Labor leader Bill Shorten has told conservative Coalition ministers to either help medical cannabis patients, or get out of the way.
The comments came during the latter stages of a town hall meeting at Queensland's Caboolture Sports Club on Monday evening. Shorten, who has regularly stated the need for easier access to medical cannabis in Australia, said it was time for reform.
"I know some people who say legalise it — but Labor is not saying that. What we are saying is that parents who might have a child with a terminal illness or severe epilepsy, you should not be a criminal in this country because you and your GP found a way to treat pain."
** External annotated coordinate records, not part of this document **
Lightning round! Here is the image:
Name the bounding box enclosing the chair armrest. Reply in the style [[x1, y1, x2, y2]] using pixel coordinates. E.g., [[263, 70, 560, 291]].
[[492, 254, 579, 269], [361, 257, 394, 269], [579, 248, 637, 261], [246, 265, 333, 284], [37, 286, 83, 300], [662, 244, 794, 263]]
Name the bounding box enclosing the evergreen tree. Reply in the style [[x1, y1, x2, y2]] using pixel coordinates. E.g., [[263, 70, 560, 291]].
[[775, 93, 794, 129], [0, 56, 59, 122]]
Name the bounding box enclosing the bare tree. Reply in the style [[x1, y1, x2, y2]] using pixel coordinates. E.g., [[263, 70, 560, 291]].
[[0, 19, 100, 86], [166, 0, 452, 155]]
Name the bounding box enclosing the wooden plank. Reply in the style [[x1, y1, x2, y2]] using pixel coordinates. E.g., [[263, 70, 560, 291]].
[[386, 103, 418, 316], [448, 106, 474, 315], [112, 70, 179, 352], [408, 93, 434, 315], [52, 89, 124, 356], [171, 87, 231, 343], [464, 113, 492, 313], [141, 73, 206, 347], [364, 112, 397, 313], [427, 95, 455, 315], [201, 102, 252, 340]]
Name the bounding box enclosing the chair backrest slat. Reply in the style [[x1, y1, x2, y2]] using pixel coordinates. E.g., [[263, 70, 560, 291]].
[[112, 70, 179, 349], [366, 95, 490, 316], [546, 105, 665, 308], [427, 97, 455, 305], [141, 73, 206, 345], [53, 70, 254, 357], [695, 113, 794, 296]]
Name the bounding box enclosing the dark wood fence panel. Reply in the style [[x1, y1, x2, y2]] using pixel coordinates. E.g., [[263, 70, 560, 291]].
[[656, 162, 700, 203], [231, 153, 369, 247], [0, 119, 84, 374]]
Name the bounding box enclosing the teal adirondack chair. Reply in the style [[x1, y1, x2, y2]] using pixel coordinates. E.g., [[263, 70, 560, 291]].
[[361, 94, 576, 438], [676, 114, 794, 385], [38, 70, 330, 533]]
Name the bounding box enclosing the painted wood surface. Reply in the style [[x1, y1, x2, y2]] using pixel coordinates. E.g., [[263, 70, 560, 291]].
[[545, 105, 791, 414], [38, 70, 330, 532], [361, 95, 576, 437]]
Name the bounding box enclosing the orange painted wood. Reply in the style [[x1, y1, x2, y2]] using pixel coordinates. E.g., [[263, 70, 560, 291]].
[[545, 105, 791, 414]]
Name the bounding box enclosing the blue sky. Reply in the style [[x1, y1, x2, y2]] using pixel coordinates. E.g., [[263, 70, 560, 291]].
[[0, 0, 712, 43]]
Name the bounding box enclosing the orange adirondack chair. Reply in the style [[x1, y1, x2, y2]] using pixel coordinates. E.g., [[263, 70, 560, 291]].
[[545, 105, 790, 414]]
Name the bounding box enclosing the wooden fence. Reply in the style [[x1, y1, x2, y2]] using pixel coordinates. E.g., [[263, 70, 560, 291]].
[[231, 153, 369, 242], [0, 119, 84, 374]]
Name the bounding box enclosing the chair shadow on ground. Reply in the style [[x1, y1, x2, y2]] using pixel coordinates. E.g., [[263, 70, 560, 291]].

The Labor leader pointed towards Canada's medical cannabis system as a viable solution to much of the bureaucracy Australian patients face.
"Treating doctors, parents, and patients are trusted to work out their best interests," Shorten said. "They don't need bureaucrats elsewhere second-guessing their care.
"When I see another conservative Coalition minister harumph and carry on about medical cannabis — well they should go sit in a living room and look after the patient. And if they're not willing to do that, then get out of the way and let the people who do care for the patient care for the patient."
While Shorten's comments on medical cannabis are consistent with his party's stance on the drug, the Labor leader was criticised by many in the nation's cannabis community for comments he made in April regarding Greens leader Richard Di Natale announcing a policy to legalise recreational cannabis, a move Shorten described as "political clickbait".